The Sharks again should be Stanley Cup contenders. Only the Washington Capitals have a better record in the league.
"This is like winning the lottery," Wallin said Sunday. "I'm with a team obviously that has a chance to go all the way. I've been there, and there's nothing like it.
"I want to win. I want to win championships. I'm excited to be a piece of the puzzle."
The trade had been in the works for days, and Wallin, 34, would not say Sunday if he had been given a contract extension.
Few, if any, players have been more popular with his teammates than the affable Swede, nicknamed "The Secret Weapon" after three times winning playoff games with overtime goals. He played 517 regular-season games for the Canes, third among defensemen in franchise history.
"He's been here a long time, and we've been through a lot of games together," forward Rod Brind'Amour said. "He's just one of those guys you want on your team. A solid player and a good person to have around."
Brind'Amour joined the Canes in a trade with the Philadelphia Flyers in 2000, the year Wallin was drafted by Carolina. The two helped the Canes reach the 2002 Stanley Cup finals, win the Cup in 2006 and reach the Eastern Conference finals last season.

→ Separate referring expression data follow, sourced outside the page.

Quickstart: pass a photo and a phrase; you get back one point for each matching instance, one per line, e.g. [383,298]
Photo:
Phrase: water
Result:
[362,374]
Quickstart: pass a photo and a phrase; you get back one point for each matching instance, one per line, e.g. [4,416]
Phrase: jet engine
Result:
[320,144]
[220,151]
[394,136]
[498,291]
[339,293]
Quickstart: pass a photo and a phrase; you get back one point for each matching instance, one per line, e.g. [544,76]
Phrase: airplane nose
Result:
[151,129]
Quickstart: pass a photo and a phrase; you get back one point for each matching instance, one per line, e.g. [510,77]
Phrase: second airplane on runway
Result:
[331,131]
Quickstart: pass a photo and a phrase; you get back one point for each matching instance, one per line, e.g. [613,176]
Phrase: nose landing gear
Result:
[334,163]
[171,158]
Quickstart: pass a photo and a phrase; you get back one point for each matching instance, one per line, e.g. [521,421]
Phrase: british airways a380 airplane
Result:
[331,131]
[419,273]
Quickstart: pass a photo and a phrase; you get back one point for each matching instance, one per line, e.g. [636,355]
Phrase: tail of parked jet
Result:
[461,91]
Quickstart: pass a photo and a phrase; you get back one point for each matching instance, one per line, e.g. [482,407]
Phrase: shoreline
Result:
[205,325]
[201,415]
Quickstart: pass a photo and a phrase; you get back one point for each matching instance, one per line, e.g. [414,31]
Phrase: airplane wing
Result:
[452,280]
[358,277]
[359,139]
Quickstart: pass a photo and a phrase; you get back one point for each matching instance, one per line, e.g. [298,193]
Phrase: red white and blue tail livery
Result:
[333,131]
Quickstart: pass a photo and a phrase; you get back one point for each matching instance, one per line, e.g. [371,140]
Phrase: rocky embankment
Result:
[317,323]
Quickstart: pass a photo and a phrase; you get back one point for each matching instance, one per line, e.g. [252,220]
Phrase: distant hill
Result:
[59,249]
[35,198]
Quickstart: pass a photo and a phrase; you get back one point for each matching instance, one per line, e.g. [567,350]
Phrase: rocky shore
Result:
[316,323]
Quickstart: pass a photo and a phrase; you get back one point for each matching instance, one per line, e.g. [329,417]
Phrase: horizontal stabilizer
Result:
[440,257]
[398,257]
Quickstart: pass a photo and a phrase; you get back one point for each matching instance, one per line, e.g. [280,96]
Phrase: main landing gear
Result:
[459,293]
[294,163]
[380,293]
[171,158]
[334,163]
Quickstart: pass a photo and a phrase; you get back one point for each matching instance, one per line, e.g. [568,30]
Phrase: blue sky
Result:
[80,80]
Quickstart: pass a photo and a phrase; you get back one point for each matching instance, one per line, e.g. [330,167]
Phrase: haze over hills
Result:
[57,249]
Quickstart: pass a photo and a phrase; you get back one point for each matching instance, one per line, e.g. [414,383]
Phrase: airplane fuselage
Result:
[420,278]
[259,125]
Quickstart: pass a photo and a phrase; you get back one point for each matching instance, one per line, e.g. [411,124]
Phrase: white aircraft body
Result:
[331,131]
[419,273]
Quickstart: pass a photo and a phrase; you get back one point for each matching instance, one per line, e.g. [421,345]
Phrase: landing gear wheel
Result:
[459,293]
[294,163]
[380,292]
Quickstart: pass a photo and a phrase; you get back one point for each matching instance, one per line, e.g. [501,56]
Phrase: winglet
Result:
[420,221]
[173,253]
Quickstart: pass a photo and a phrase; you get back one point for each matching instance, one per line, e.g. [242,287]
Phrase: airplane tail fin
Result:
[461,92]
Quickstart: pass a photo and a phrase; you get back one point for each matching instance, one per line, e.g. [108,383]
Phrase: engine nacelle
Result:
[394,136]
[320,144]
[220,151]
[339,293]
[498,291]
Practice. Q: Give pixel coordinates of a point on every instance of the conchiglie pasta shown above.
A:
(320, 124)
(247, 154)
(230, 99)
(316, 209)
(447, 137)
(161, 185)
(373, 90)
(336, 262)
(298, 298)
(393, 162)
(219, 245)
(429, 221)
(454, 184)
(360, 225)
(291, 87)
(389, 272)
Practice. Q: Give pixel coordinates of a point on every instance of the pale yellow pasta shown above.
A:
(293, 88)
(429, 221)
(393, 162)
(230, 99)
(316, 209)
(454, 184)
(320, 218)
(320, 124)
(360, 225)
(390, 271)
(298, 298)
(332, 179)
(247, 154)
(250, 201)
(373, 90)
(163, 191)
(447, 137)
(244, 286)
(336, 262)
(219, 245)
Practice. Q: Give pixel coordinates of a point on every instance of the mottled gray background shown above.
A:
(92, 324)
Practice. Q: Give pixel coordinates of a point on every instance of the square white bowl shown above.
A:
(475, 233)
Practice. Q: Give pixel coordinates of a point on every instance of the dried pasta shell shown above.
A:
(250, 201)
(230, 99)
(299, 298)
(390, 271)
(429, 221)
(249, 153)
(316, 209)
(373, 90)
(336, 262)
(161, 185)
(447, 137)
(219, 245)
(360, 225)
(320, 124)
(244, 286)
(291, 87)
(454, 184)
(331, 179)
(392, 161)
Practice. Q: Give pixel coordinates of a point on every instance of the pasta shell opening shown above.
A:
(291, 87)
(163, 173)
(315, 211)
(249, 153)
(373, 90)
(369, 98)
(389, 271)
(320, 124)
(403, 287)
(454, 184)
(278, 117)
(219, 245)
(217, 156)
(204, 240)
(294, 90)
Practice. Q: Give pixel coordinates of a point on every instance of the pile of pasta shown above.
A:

"That's probably why a lot of teams wanted him, because he's been there and knows what it takes to win," Brind'Amour said. "He adds great value to his team."
Center Matt Cullen said it would not be the same, on or off the ice, without No. 7.
"When you hear the term 'heart and soul' of a team, he's one of those guys who's such a big part of what we do," Cullen said. "He makes it fun to come to the rink every day, and his play speaks for itself."
Paul Maurice was the Canes' coach when Wallin first broke into the NHL in the 2000-01 season.
"He's always been a consistent face and a real consistent personality in our locker room," Maurice said Friday. "He's one of the good stories about drafting and developing a defenseman into being a good, solid member of our team but also a real good performer for us on the ice."
Wallin, 34, is scheduled to become an unrestricted free agent after the season. He has talked at times of taking his family back to Sweden, perhaps play a few more years there.
Wallin once was a part of other trade negotiations. In June 2007, just after the draft, he was asked to waive the no-trade clause and agree to a deal with the Sharks. That time, he decided to stay with Carolina.
"I stuck to my contract, and I thought I deserved that contract," he said. "But it's a business, and I understand things like that are going to happen."